CC-CEDICT / HanDeDict updated

mikelove

皇帝
Staff member
After way too long a wait - sorry about that, FWIW we're making good progress on automating our dictionary-making process for these two and are hoping we'll soon be able to release updates on a more regular schedule (first ?day of every month, say).

We're waiting a few days to put them in the in-app catalog (since a few times in the past we've found that some database formatting change we didn't know about screwed things up), but direct download links (for the new iPad/OS4 direct download system discussed here) are at:

CC-CEDICT
HanDeDict

Note that if you're downloading these in Safari, you'll need to turn off "Open "safe" files after downloading" in Preferences / General to keep Safari from opening the files when it's not supposed to - you want to copy the actual .zip archive to your iPhone.
 

johnh113

榜眼
mikelove said:
After way too long a wait - sorry about that, FWIW we're making good progress on automating our dictionary-making process for these two and are hoping we'll soon be able to release updates on a more regular schedule (first ?day of every month, say).

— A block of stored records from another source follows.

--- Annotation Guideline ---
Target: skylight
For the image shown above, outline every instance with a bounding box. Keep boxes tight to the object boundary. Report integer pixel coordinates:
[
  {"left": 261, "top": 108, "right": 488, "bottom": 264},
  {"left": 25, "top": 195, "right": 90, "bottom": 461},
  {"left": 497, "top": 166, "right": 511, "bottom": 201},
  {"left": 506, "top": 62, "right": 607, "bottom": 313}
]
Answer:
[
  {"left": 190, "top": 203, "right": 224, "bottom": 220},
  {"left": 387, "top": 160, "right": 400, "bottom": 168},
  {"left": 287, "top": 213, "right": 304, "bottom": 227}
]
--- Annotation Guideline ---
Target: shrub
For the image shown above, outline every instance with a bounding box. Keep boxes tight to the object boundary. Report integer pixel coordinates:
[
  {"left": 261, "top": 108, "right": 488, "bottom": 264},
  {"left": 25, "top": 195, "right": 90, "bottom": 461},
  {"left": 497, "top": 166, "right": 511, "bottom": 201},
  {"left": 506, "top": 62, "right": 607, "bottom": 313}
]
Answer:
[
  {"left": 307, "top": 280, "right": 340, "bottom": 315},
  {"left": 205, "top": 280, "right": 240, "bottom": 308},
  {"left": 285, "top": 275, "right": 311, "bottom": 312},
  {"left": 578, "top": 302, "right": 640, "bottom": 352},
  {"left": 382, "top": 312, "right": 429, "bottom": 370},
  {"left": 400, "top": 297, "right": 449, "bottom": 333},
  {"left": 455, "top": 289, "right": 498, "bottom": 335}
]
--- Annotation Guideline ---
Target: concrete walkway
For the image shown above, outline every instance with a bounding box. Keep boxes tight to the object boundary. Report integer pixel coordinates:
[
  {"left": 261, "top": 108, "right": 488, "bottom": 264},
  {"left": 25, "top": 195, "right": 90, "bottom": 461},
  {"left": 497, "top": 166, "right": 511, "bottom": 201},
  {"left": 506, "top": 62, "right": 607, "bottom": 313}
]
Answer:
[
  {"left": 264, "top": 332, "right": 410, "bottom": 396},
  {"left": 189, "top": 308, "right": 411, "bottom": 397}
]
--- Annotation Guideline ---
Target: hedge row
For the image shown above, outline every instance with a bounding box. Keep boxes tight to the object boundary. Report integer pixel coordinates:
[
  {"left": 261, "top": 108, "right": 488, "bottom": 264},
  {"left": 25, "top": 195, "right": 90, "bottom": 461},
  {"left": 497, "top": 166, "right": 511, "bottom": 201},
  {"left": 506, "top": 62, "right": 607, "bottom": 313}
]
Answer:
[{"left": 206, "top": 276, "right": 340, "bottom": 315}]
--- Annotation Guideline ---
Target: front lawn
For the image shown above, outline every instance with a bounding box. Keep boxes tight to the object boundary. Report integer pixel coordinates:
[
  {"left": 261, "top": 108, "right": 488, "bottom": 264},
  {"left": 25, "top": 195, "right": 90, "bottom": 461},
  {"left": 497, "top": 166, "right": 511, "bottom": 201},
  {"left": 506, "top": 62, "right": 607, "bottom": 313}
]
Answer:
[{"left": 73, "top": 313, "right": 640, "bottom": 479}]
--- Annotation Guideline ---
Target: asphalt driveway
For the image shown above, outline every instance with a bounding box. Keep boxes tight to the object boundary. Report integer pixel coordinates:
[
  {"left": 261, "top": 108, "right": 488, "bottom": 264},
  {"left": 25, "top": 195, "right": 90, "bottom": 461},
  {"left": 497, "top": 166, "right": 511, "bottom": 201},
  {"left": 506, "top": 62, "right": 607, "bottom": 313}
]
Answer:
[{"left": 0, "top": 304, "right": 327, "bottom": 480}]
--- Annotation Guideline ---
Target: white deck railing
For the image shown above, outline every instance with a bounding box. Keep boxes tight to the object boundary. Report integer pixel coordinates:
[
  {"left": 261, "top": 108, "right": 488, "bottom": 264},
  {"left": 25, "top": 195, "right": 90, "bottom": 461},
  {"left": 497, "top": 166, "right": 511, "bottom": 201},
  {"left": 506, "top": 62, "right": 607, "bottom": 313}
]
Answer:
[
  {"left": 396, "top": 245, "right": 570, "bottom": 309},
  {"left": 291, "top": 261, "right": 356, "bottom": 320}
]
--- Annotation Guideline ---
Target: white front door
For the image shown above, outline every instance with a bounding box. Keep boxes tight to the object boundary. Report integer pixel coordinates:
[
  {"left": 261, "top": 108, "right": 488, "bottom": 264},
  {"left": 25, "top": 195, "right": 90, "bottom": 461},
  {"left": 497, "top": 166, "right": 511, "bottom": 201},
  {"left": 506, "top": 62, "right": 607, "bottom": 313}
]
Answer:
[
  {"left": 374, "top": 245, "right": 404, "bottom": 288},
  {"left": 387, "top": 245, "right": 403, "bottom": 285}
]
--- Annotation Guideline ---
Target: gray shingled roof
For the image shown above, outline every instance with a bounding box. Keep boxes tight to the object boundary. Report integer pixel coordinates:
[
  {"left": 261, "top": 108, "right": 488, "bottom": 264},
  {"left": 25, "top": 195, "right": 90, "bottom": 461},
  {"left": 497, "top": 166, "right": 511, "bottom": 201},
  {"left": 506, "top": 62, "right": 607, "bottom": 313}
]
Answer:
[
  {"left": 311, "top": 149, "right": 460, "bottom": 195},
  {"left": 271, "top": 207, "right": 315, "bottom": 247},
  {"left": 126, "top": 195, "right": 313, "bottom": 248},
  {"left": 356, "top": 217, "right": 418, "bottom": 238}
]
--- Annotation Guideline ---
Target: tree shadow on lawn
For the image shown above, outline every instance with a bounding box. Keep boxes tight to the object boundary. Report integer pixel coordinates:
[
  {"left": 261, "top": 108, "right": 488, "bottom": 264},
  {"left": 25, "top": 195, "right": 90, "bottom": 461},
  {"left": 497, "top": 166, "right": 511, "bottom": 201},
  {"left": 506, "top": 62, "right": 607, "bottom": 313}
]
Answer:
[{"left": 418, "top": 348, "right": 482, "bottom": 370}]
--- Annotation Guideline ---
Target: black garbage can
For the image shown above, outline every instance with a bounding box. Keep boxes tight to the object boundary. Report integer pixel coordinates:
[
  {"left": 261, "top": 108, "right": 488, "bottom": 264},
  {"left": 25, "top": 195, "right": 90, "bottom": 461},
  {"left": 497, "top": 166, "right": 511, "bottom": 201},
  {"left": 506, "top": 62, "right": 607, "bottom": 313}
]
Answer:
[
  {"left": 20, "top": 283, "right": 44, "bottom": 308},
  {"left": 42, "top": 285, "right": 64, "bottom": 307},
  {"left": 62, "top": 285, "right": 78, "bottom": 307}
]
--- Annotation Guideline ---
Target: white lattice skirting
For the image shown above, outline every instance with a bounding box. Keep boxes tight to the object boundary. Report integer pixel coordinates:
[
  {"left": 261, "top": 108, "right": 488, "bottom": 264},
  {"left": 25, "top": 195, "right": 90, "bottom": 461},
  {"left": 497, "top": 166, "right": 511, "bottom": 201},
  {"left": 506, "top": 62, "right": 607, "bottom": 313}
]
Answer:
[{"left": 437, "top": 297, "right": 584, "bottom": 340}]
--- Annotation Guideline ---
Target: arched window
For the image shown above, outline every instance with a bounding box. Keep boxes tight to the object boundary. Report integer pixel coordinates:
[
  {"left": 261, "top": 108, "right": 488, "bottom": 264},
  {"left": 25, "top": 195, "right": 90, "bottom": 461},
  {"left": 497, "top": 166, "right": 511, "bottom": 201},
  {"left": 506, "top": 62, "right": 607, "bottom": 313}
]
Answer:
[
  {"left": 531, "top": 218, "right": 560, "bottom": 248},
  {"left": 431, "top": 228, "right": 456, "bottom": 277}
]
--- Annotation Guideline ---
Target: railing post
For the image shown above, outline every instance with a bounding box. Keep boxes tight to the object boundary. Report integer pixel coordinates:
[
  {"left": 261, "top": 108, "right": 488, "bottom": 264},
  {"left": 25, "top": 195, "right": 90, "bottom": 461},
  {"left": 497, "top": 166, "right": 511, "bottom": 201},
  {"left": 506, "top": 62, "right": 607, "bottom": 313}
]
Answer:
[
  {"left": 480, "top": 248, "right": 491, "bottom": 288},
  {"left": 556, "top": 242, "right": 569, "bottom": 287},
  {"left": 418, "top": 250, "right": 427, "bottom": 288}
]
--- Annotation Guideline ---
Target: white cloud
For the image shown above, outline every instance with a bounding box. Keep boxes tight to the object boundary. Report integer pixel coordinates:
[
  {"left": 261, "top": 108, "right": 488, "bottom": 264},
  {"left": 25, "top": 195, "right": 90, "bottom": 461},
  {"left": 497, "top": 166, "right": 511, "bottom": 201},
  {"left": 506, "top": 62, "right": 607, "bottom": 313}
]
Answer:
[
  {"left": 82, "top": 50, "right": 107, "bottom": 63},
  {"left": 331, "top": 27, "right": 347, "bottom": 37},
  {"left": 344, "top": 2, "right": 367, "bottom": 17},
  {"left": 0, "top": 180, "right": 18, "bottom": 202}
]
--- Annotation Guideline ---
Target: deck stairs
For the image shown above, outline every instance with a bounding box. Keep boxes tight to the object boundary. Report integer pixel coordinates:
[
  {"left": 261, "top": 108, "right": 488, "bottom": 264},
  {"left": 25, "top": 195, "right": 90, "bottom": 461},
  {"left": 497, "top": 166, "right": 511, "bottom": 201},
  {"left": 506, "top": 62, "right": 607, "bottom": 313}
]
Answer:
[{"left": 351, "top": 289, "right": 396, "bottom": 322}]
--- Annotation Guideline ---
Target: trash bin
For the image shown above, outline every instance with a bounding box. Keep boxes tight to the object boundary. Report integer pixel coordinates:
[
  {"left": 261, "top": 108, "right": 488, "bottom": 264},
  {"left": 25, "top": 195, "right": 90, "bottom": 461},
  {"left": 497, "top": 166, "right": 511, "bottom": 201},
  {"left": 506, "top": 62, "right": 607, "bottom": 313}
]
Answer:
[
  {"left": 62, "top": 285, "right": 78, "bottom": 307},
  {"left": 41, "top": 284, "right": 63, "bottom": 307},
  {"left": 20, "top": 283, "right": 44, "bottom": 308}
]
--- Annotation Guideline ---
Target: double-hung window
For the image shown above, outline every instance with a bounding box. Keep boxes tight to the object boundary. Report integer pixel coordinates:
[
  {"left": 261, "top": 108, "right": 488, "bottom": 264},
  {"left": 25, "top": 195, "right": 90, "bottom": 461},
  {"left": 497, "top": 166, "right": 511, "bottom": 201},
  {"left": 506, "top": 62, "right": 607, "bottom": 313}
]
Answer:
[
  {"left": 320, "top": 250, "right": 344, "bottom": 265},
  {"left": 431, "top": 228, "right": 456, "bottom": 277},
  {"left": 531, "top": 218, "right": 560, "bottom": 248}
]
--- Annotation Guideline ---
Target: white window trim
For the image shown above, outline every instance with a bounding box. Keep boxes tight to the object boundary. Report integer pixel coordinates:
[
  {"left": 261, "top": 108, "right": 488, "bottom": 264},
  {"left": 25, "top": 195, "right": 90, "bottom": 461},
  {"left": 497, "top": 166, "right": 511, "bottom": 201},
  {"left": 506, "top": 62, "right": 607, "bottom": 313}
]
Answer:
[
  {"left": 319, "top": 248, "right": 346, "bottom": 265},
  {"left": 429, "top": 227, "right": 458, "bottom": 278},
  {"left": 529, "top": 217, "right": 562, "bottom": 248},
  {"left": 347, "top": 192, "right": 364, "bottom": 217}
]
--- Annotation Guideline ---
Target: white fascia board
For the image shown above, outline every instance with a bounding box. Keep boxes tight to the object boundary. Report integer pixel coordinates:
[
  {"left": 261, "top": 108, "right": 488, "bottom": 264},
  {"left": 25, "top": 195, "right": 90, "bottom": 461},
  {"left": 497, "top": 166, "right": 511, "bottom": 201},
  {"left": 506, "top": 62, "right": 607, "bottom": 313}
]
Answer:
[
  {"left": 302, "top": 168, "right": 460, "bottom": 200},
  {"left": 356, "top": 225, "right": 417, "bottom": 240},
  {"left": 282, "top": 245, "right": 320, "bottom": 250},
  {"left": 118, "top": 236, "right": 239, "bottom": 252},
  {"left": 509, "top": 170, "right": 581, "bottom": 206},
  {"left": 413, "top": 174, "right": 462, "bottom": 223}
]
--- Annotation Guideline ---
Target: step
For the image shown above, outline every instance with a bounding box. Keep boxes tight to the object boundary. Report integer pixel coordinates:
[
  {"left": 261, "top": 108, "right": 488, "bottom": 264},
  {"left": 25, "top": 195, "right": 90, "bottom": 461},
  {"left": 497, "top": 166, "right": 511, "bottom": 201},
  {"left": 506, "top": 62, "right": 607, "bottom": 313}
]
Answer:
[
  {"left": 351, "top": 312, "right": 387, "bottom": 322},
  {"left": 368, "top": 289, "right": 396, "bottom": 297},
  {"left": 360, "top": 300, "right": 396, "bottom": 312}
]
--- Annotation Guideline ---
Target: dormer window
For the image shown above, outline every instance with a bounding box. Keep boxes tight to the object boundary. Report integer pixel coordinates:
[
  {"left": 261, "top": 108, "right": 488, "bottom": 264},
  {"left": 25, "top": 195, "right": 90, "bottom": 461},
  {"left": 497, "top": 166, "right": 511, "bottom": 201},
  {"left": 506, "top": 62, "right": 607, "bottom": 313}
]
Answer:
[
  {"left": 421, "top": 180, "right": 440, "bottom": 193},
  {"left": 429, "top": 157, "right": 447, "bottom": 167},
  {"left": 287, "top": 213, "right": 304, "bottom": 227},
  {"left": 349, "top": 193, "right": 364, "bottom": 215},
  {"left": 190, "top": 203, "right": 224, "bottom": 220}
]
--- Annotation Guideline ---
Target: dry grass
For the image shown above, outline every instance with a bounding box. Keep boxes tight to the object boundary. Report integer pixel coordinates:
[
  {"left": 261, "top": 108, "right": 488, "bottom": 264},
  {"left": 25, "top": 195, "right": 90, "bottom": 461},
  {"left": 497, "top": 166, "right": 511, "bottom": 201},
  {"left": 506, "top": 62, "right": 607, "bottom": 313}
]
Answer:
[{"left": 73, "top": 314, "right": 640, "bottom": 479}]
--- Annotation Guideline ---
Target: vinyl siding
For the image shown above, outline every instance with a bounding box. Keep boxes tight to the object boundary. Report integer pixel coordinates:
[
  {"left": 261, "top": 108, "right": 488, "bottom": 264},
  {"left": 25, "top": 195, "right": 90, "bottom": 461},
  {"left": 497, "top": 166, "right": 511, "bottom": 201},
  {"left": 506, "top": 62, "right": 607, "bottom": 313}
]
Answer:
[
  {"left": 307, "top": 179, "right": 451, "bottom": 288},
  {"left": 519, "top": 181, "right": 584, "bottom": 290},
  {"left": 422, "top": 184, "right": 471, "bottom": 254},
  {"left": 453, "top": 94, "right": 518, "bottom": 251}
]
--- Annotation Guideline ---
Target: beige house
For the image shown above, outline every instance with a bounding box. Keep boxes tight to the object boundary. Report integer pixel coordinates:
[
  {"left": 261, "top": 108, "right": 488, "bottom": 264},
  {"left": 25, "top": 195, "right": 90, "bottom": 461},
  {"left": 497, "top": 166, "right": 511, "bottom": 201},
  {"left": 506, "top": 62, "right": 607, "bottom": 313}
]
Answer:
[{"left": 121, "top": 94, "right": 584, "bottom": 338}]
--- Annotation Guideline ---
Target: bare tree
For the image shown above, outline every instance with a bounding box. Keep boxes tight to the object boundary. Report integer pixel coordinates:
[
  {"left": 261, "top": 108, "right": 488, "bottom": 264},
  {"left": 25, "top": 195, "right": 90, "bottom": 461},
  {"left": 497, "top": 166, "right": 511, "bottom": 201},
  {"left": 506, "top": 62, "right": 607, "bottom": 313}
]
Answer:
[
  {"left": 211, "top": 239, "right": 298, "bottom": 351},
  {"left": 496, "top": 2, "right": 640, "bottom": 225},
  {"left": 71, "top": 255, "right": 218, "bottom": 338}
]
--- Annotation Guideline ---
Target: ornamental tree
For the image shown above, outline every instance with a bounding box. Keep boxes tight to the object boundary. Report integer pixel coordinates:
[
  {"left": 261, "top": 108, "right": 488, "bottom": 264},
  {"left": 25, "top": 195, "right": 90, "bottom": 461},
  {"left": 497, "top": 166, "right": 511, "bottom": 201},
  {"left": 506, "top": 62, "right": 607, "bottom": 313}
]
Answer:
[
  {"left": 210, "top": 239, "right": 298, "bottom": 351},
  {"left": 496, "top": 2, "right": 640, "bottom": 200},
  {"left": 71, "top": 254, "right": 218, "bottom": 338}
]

We're waiting a few days to put them in the in-app catalog (since a few times in the past we've found that some database formatting change we didn't know about screwed things up), but direct download links (for the new iPad/OS4 direct download system discussed here) are at:

CC-CEDICT
HanDeDict

Note that if you're downloading these in Safari, you'll need to turn off "Open "safe" files after downloading" in Preferences / General to keep Safari from opening the files when it's not supposed to - you want to copy the actual .zip archive to your iPhone.

Dear Mike,

How do I install this? First I downloaded to my desktop and unzipped and uploaded to my iPhone using File Manager, and double-clicked on it and nothing happened. So after searching the manual and the reference manual and finding nothing, I decided to look at the above link to OS4 direct download. So again downloaded to my desktop and this time I didn't unzip and then used File Manager to bring it to Pleco and double clicked and it installed. Well, so it said. But when I use Manage Dicts to look at CC-CEDICT it says that it is still v100627 which I presume is the 2010 June 27 version.

What should I have done to correctly install this?

John
 

mikelove

皇帝
Staff member
poncin said:
Would you consider also including the french-version of the xxDICT serie "CFDICT".
It's still a work in progress but seems already quite useful.

http://www.chine-informations.com/chinois/open/CFDICT/

Didn't know it had progressed so far so quickly - how did they get from ~3000? to 120,000 entries so fast? Did they run CC-CEDICT through Google Translate or was there some other method involved? I ask because while I'm sure the editors are on the up-and-up, sometimes large contributors turn out to be contributing stolen content (HanDeDict had some problems with this a year or two ago IIRC) - wouldn't want Pleco to be complicit in that.

johnh113 said:
How do I install this? First I downloaded to my desktop and unzipped and uploaded to my iPhone using File Manager, and double-clicked on it and nothing happened. So after searching the manual and the reference manual and finding nothing, I decided to look at the above link to OS4 direct download. So again downloaded to my desktop and this time I didn't unzip and then used File Manager to bring it to Pleco and double clicked and it installed. Well, so it said. But when I use Manage Dicts to look at CC-CEDICT it says that it is still v100627 which I presume is the 2010 June 27 version.

Database updates are a little buggy in OS4 right now (fixed by 2.2 but that's not out yet); basically you have to exit Pleco, then manually kill it in the background (double-press your iPhone's home button, tap-hold on the Pleco icon and tap on the (X) to kill it) and reopen in order to make the new version active.
 

poncin

Member
mikelove said:
poncin said:
Would you consider also including the french-version of the xxDICT serie "CFDICT".
It's still a work in progress but seems already quite useful.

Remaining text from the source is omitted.